A Défaut d’Amérique : Carole Zalberg dresse le portrait de trois femmes pionnières

04 janvier 2012 | PAR Yaël Hirsch

« A défaut d’Amérique » de Carole Zalberg fait partie de la prestigieuse sélection de la rentrée de janvier d’Actes Sud. L’auteure de « La mère horizontale » (Albin Michel, 2008, voire notre critique) et de « Et qu’on m’emporte » (Albin Michel, 2009) continue à interroger le passé des femmes d’une famille hantée. Cette fois-ci, c’est l’arrière-grand-mère, Adèle, juivbe polonaise arrivée en France dans l’Entre-deux-guerres  qui est au cœur de l’intrigue. Un beau livre où Zalberg exerce encore toute sa finesse. En librairies le 1ier février 2012.

Lorsque l’énergique et élégante Adèle meurt, les deux plus jeunes femmes présentes à l’enterrement sont très différentes : l’arrière-petite fille, Fleur, qui dans ce lire reste muette et effacée. Et puis la fille du soldat américain qu’Adèle aurait pu aimer, à la Libération, si elle n’avait pas déjà eu une famille à charge. C’est cette fille américaine, Suzan, une  avocate intelligente, divorcée, sans enfant et grandie dans un cadre luxueux, qui est entrée en contact avec Adèle quelques mois plus tôt. A la mort de sa mère, la discrète Lisa, elle a en effet décidé de sauver son père, Stanley, en retrouvant pour lui le seul « béguin » de sa vie avant qu’il fonde son foyer américain. Adèle est venue le voir à New-York, et, malgré les rides, le couple s’est retrouvé. Mais malgré son goût pour l’Anglais pour l’Amérique et pour la vie dorée de Stanley, ADèle est repartie en France. Stanley ne s’en est pas remis et est mort peu après. Orpheline, Suzan décide alors de laisser de côté sa carrière pour se demander ce qu’elle laissera derrière-elle quand elle aussi mourra. Pour ce faire, elle se tourne vers l’héroïne de la famille : sa soeur de sa mère, qui a été députée et s’est battue, avec succès, contre la ségrégation raciale.

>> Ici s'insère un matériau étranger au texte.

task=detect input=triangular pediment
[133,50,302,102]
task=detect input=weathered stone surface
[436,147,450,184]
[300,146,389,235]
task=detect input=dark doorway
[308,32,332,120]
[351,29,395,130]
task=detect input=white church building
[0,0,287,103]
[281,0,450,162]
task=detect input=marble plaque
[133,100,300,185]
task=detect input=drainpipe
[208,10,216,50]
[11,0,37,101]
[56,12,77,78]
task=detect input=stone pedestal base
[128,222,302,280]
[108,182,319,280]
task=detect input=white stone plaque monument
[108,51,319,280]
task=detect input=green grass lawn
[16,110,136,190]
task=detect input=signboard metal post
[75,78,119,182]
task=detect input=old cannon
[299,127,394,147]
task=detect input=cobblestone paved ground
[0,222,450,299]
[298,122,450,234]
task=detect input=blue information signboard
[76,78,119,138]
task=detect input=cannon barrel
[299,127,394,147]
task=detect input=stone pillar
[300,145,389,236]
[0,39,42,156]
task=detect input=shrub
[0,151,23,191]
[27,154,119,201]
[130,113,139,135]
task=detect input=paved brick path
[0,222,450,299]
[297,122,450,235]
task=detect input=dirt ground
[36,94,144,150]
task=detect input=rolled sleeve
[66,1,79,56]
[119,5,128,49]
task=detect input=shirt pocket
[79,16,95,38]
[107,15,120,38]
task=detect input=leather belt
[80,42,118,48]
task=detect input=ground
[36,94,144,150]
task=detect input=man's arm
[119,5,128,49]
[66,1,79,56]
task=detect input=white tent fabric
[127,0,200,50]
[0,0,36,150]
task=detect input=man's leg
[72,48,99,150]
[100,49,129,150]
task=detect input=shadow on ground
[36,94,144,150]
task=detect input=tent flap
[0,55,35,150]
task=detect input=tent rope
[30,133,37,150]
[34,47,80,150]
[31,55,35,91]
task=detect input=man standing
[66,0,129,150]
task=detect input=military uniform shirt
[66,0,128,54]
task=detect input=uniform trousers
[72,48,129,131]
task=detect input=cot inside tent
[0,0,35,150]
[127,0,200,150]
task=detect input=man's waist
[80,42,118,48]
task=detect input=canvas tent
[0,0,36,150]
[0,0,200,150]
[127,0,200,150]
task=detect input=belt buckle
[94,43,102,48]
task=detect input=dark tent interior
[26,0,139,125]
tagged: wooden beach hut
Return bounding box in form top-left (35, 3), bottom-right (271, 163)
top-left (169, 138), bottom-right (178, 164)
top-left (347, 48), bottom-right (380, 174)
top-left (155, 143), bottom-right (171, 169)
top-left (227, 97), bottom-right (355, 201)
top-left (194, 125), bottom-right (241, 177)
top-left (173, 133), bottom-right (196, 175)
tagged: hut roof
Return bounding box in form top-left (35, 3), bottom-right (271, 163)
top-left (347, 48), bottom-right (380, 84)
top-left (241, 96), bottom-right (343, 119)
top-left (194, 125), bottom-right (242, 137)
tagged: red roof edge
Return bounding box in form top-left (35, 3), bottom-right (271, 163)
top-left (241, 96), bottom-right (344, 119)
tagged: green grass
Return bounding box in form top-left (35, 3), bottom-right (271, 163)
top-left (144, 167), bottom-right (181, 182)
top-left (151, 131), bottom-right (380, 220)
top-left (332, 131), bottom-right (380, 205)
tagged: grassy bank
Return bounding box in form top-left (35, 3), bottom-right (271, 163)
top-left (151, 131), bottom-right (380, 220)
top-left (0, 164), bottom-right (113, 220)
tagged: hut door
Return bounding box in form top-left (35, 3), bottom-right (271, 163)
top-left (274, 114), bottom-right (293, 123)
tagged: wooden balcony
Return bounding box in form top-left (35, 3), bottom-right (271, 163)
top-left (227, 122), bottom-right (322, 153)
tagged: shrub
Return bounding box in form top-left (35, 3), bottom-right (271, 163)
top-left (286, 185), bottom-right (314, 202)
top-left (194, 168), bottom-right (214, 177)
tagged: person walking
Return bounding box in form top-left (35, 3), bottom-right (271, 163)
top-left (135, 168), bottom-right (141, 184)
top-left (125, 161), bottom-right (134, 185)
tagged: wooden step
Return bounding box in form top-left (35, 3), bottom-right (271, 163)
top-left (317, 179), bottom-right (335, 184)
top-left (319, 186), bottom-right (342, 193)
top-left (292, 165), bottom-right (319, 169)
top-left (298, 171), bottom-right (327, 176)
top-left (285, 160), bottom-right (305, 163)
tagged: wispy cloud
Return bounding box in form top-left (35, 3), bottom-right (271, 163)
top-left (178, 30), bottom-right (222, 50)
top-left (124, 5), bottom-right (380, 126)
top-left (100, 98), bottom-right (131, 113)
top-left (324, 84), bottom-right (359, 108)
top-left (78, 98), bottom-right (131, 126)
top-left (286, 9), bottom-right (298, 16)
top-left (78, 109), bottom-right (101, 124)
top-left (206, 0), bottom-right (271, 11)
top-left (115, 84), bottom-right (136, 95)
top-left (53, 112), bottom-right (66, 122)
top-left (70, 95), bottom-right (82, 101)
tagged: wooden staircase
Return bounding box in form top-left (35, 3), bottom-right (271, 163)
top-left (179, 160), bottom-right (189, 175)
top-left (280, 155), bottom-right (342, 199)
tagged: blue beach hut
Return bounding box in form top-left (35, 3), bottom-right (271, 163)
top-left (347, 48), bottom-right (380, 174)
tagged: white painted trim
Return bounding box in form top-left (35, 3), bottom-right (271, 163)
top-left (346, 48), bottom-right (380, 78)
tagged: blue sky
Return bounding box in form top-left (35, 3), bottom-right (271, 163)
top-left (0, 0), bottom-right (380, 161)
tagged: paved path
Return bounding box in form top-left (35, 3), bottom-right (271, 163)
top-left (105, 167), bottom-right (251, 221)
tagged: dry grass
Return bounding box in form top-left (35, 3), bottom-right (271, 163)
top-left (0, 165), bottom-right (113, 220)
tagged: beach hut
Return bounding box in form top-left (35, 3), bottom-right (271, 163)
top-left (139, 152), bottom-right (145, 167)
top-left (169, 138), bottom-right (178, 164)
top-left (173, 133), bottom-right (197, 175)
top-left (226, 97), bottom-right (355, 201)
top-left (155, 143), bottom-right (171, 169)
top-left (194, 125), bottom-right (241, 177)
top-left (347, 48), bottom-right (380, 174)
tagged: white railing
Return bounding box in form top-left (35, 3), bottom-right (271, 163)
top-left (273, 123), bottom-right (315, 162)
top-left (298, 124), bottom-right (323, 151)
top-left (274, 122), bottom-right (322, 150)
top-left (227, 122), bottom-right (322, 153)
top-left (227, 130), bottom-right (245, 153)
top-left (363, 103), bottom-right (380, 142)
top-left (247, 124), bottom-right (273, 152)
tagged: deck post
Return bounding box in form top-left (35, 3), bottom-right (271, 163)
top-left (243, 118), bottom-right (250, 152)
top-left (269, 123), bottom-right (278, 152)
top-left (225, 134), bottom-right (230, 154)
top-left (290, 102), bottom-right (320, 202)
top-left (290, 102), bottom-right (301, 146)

Entre la Pologne, Paris, New-York, la Californie et l’Afrique du Sud, Carole Zalberg dresse une fresque tendre et perçante, où des femmes très différentes se font écho. Toujours, la question de la descendance; et toujours, celle des compromis qu’on a pu leur demander pour arracher un peu de bonheur tranquille. Bien construit, émouvant et amenant ce personnage américain  prodigue qu’est Suzan « A défaut d’Amérique » est, malgré les ombres du passé, un roman apaisé et apaisant. Un bilan de mi-parcours riche et douloureux, mais encore plein d’espoir à l’heure où tout n’est pas encore joué.

Carole Zalberg, « A Défaut d’Amérique », Actes Sud, 224 p., 18.50 euros.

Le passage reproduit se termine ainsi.